Petites filles spartiates provoquant des garçons is one of four oil studies for the heroic history painting of the same title, which resides at the National Gallery in London (Lemoisne, no. 70). Degas began work on the painting following his return to Paris after a three-year sojourn in Italy. While in Italy, he was exposed to the great masters Giotto, Piero della Francesca, and Andre Mantegna. The young artist was also an admirer of Jean-Auguste-Dominique Ingres and Jacques-Louis David, in particular their monumental portraits and scenes from Greek mythology.
The subject of the young Spartans exercising is undoubtedly rooted in Degas’ rich appreciation of history. One of the artist’s notebooks from this period contains the inscription, “Young girls and young boys wrestling on the plane tree grove, under the eyes of the aged Lycurgus alongside some mothers” (quoted in R. McMullen, Degas, His Life, Times and Work, Boston, 1984, p. 103). Lycurgus was a 9th century BC Spartan leader who established the militaristic reformation of Spartan society. His social reforms included the physical training of boys and girls alongside one another.
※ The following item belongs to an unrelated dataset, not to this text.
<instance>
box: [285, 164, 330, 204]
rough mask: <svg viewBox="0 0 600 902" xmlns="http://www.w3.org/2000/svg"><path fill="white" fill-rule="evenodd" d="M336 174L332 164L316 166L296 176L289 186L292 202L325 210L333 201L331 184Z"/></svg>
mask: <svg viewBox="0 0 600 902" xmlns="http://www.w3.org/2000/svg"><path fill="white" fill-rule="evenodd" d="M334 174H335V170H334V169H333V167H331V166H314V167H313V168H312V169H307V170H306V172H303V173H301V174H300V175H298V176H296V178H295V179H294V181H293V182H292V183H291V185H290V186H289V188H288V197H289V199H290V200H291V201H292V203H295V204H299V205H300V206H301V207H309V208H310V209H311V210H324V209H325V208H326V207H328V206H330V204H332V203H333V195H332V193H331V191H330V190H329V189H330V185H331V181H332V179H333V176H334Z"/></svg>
Degas had a classical education and read Latin and Greek throughout his life. He would have known the original description of Spartan youth in Plutarch as well as the eighteenth-century French Voyage du Jeune Anacharsis en Grèce, from which the following is extracted:
“The girls of Sparta were not educated like those of Athens: they were not obliged to remain at home, to
spin, to abstain from wine and from rich food: rather, they were taught to dance, to sing, to wrestle with one another, to race along the beach, to hurl the javelin or throw quoits, to perform all their exercises unveiled and half-naked, in the presence of kings, the magistrates, and all the citizens, including the boys whom they stimulated to glory, either by their example, or by flattering praise, or by stinging sarcasm” (A. Forge and R. Gordon, Degas, New York, 1988, p. 55).
The two girls in the present work appear in the left foreground of the National Gallery version. Their posture and expression are the same, although perhaps in deference to the anticipated sensibilities of his fin-de-siècle audience in the final version, Degas covered their loins with brief, open-sided skirts. Having worked on the large version for at least twenty years, Degas kept it on an easel in his studio. As Robert Gordon and Andrew Forge have explained, “The Petites filles Spartiates is by far the most important of Degas’ historical pictures. He worked on it over a period of years, the very period during which he was discovering himself as a painter. The discoveries are rehearsed in the painting itself. Not surprisingly, he treasured it in later years” (ibid., p. 45).